Furthermore we did not look at control data to compare the incidence of the indicator markers in patients with no RA diagnostic code. This comparison would be valuable to ascertain whether these markers do indeed occur in greater numbers just before an RA diagnostic code compared to at other times or in other patients. Further work will examine these markers in control data and also assess their utility in estimating the rates of false negatives which may result by only using diagnostic codes for case definition, thereby introducing bias into the study 
. The use of control data will allow us to estimate the positive predictive value of clusters of indicator markers to ascertain which combinations are most predictive of a RA diagnostic code being added to the file. However, given the small proportions of patients with three or more of the chosen codes in their record (around 10%) prior to the RA code, there is likely to be more information concealed in the free text which would contribute to case definition. Therefore our plan is to extract this free text information to estimate its contribution to case definition before estimating the predictive value of clusters of indicators.
Implications for future research and practice
Preparing indicator markers and code-lists is time-consuming and requires input from clinical experts. Context and temporal relationships are often important in looking at markers and building up patterns. It is likely to be a rate-limiting step in future research projects – particularly if multiple clinical entities need to be included in any one study. The design of future EHR systems should consider the need for reporting and aggregation of cases and facilitate the recording of the code-selection process, including a data-driven stage and the ability to search within code-sets. Future research might also consider whether machine learning techniques could contribute to this process.
If EHRs are to be used appropriately in research we need to develop a wider understanding of the drivers of coding in the clinical environment. As work on different diseases develops, it may also be possible to develop a typology of what kind of clinical entities are liable to long gaps between the onset of clinical suspicion, referral and treatment, and where the two are reliably contemporaneous, in order to minimise wasted effort doing over-complex analyses. Our findings here may generalise to some other chronic diseases, but not all.

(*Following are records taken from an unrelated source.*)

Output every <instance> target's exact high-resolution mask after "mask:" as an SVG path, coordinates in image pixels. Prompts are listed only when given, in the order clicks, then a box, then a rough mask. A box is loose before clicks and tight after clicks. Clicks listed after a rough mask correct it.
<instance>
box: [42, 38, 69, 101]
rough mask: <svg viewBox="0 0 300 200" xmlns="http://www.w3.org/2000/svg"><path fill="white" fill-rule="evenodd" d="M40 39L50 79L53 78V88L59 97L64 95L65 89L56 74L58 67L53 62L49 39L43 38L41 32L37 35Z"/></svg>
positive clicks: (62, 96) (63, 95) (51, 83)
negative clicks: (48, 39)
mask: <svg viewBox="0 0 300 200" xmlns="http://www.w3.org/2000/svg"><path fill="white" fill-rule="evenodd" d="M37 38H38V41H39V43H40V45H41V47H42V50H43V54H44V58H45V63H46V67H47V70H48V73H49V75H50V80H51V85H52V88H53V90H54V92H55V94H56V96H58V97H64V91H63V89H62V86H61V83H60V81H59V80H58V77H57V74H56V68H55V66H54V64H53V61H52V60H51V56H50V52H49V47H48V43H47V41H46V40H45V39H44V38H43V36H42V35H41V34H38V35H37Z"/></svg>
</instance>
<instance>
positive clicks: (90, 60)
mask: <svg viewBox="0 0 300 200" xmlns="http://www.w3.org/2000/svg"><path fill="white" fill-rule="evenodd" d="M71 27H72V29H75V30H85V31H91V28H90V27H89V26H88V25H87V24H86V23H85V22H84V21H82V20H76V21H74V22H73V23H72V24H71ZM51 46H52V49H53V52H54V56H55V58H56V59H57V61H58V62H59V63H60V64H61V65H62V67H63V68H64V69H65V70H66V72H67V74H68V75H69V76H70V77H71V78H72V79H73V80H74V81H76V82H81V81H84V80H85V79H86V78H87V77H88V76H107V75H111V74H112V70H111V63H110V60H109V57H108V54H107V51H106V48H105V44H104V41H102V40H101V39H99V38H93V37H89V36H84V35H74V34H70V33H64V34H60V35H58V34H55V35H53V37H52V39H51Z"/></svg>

Sharing of resources between researchers is desirable, to avoid unnecessary duplication. The process of breaking up search strategies into different markers, with publication of precise search terms and results, may allow transparency and replicability in the preparation of code-lists and facilitate their sharing. For example codes relating to a certain presentation might be stored and available for use by another study. At present there is no standardisation of methods for preparing case definitions and code-lists which limits the possibilities of sharing results. No recognised repository to aid sharing exists. Any standardisation would require a common set of meta-data relating to case-finding – detailing what has been done, decisions that have been made and why. The format these meta-data should take is not obvious.
These findings emphasise the need for research using EHR to go beyond simple use of diagnostic codes and adopt more sophisticated strategies for case-finding, including the use of free text. Relying on coded diagnosis may not lead to accurate case definition thereby leading to inaccurate estimates for disease registries and assessments of service needs. The development of automated methods to allow access to information in text without anonymisation should be an urgent priority.